Par Nancy Roc
Source: Le Matin, 17 juillet 2009
"Au sein de cet environnement instable et turbulent, un seul élément reste constant: le changement ". Citation du Dalaï-Lama.
À l'occasion du 20e anniversaire de l'organisation "Konbit peyizan Nip" (KPN) dans le département des Nippes, la Première ministre Michèle Duvivier Pierre-Louis a appelé à la responsabilité civique face aux problèmes environnementaux. Elle a estimé que chaque citoyen a son rôle à jouer, souhaitant une prise de conscience collective pour résoudre le problème. "L'État ne fléchira pas dans ses efforts pour attaquer les problèmes environnementaux, cependant les citoyens doivent se responsabiliser. Cela réside, par exemple, dans le simple réflexe qui consiste à jeter les déchets dans les poubelles et non sur la chaussée ", a-t-elle souligné.
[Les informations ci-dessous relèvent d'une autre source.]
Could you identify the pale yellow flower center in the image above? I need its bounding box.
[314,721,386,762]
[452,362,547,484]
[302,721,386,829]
Si les propos de la Première ministre sont justes dans la forme, il est toutefois clair que dans le fond tout reste à faire. En effet, les citoyens ne peuvent se responsabiliser lorsque les propos de Mme Pierre- Louis vont à l'encontre de ceux du président de la République. Rappelons que ce dernier, après avoir assisté au Sommet de la Francophonie dans la ville de Québec du 17 au 19 octobre 2008, avait attribué le déboisement d'Haïti " aux colons, à l'occupation américaine et à la dictature " des Duvalier, déresponsabilisant ainsi le rôle de son gouvernement- tant en 1995 qu'aujourd'hui- dans le dossier environnemental. Quelques jours plus tard, M. Préval enfonçait le clou en déclarant que s'il était à la place d'un paysan aujourd'hui, il couperait lui-aussi des arbres pour faire du charbon de bois. Ces propos choquants ont été condamnés par de nombreux observateurs qui ont estimé qu'ils faisaient preuve de légèreté et d'irresponsabilité de la part d'un président qui, pendant deux mandats, n'a jamais proposé une alternative au charbon de bois à la population. Comment appeler à la responsabilisation civique lorsque le Chef de l'État cautionne des pratiques qui ont conduit le pays vers une catastrophe écologique ? Il faudrait donc que le président et son premier ministre puissent accorder leurs violons afin de tenir des propos cohérents mais aussi complémentaires face aux affres du déboisement.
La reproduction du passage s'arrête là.